McConnell grew up in Woodburn, Carrickfergus near North Road, where these portraits were created in the Rangers FC fan club. Like many exiles from Northern Ireland, he experienced a complex mix of emotions upon his return. “There is an immediate familiarity because, to some extent, you have this common experience and background,” he says, “and there is a kind of relief in being back among people who talk a lot and swear. a lot, just like you. But, next to that, there is also this complex feeling of belonging and not of belonging.
In 1999, while studying at the Royal College of Art, McConnell returned to his hometown to take a series of photographs that explored belonging and identity in a more traditional documentary style. Portraits and interiors of the Albert Bar is a discreetly attentive work, almost meditative, but nevertheless loaded with signifiers: paramilitary tattoos; the drum of a marching band nestled next to a barrel of beer; the initials UDA (Ulster Defense Association) traced in the dust on a hanging lampshade. “I was just finding my bearings back then,” he says, but the photographs were critically acclaimed at the time for their confidence.

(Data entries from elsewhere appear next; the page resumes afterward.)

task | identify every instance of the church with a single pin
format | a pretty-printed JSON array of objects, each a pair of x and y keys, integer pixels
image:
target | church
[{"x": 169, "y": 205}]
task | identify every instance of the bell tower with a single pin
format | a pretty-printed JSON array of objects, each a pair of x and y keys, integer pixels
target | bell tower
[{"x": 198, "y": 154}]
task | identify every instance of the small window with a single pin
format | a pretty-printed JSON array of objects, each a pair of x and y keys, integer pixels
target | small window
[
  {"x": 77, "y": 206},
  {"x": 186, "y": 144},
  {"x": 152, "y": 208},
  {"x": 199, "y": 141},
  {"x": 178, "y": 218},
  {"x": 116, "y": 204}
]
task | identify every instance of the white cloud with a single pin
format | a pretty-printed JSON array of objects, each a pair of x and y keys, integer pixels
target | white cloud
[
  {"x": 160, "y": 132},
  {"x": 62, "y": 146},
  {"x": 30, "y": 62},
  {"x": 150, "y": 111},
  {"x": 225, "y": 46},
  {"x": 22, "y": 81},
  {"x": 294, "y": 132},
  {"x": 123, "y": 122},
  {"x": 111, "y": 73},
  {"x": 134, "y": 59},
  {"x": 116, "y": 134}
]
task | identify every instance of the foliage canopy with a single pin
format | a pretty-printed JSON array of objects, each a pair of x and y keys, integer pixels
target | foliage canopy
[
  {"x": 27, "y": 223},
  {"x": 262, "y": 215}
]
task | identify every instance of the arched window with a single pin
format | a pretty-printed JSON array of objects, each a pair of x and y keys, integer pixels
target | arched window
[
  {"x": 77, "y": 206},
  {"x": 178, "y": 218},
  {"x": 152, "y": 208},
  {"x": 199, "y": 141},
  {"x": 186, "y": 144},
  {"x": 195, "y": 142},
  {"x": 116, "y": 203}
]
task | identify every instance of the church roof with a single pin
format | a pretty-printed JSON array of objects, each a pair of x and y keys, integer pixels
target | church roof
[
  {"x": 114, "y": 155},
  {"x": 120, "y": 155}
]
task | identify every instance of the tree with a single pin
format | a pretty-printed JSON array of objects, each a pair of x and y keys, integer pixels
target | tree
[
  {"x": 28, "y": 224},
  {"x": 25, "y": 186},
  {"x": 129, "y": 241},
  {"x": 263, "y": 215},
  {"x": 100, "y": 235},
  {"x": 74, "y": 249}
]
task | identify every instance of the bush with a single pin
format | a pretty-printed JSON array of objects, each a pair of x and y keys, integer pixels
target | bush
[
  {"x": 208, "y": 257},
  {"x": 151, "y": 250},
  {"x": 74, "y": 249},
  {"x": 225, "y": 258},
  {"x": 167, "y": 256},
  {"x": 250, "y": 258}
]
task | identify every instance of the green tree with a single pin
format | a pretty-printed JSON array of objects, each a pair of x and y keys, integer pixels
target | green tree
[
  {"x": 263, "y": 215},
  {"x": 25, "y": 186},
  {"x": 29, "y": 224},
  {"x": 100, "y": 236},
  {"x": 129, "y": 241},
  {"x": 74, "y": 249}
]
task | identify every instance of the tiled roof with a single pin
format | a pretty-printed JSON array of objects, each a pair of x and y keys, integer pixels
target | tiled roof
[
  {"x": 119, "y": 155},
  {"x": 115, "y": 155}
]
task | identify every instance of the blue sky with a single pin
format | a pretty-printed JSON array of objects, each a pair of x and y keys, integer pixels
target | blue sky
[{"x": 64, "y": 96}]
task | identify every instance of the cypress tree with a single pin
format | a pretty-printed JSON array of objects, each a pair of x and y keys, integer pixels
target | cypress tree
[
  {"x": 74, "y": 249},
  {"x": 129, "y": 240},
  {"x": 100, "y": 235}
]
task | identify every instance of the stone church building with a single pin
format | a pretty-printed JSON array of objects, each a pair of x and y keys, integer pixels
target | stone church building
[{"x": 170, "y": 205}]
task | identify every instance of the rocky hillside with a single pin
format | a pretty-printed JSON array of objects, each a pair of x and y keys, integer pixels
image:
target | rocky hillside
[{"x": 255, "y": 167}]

In the span of two decades, his style has radically changed, with the early adoption of observational documentary giving way to a more experimental approach that blurs the line between the real and the imaginative. He also directs a collaborative art project and a publishing house, Sorika, “with no other particular manifesto than the realization of projects of interest”. Oddly enough, his outlook, he tells me, was determined to some extent by two very different community formative experiences. As a young teenager, he remembers going to the Woodburn playgrounds near his home, where local July 12 celebrations resulted in huge gatherings of walkers and revelers. “If you grow up in a Protestant community anywhere in Northern Ireland, the 12e is a formative experience, ”he explains. “For me, as a young teenager who had drunk too much, it was like stepping into a strange and paradoxical parallel universe. On the one hand you had very tight, very alive and God-fearing Orange brothers and on the other, there was this insanely exuberant atmosphere of chaos fueled by an overload of alcohol, flags, flutes and drums. .

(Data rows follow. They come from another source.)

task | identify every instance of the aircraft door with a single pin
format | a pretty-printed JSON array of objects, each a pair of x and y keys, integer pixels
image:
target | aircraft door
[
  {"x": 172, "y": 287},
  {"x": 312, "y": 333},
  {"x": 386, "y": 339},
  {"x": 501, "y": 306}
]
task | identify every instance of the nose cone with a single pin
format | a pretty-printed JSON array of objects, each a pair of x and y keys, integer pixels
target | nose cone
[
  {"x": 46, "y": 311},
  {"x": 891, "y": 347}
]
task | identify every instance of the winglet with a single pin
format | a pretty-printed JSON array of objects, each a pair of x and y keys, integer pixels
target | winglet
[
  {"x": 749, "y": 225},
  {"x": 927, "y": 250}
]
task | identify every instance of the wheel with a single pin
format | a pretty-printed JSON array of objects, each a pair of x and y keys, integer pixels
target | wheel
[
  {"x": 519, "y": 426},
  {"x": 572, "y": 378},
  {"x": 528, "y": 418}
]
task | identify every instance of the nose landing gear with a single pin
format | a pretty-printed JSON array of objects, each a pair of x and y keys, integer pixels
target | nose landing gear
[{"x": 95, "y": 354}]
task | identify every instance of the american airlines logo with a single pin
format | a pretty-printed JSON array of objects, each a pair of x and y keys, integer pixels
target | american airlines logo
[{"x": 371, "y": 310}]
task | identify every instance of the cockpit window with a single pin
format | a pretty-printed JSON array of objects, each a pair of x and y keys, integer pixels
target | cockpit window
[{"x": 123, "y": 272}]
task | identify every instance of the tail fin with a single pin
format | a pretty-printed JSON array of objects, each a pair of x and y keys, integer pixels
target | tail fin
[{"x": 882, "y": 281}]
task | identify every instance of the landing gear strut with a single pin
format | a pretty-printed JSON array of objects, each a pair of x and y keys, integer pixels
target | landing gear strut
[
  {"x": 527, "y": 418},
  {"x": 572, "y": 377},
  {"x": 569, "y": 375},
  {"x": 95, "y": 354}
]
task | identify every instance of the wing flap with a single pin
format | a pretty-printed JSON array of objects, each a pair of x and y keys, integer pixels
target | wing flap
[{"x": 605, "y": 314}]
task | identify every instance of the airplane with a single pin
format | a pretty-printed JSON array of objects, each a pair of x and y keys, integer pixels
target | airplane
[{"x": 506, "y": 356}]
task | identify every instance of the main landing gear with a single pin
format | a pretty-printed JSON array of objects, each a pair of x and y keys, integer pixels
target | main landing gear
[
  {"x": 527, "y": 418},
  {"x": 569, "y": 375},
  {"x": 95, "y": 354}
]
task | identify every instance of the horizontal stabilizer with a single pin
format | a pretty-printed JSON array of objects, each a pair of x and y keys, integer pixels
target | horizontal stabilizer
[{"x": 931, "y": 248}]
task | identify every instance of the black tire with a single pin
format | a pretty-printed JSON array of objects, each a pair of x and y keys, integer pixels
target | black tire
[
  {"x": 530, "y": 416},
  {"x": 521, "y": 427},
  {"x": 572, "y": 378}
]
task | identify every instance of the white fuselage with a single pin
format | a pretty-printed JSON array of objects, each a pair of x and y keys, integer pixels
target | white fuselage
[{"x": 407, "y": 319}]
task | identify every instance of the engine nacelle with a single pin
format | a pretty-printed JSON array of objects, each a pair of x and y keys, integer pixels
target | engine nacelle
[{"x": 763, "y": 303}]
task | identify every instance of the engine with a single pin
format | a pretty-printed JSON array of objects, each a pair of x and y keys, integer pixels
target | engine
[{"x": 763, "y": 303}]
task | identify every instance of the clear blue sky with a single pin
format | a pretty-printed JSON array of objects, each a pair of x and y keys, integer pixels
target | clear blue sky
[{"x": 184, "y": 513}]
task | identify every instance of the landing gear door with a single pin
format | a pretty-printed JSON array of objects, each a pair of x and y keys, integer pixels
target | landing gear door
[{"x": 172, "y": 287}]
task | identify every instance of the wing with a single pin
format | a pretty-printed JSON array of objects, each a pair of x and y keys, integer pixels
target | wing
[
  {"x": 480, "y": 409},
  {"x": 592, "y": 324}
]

Years later, delving into what he calls “the self-contained areas of rave culture,” McConnell experienced a strangely similar feeling. That the two experiences were underpinned by almost diametrically opposed worldviews, one strictly exclusive, the other utopian in its inclusiveness, is, he says, almost irrelevant. It was the intensity of the feeling he had at every community gathering that has stuck with him. “To a certain extent,” he says, “my work has been defined by these two very different, but strangely related, formative experiences.
In To the beat of the drumMcConnell’s exaggerated gaze is combined with a deep understanding and even an affinity with his subjects and the Protestant working-class culture that defines them. As an exile, he is of this culture, but not of this one. “You can leave where you grew up,” he says, “but you never really leave it.”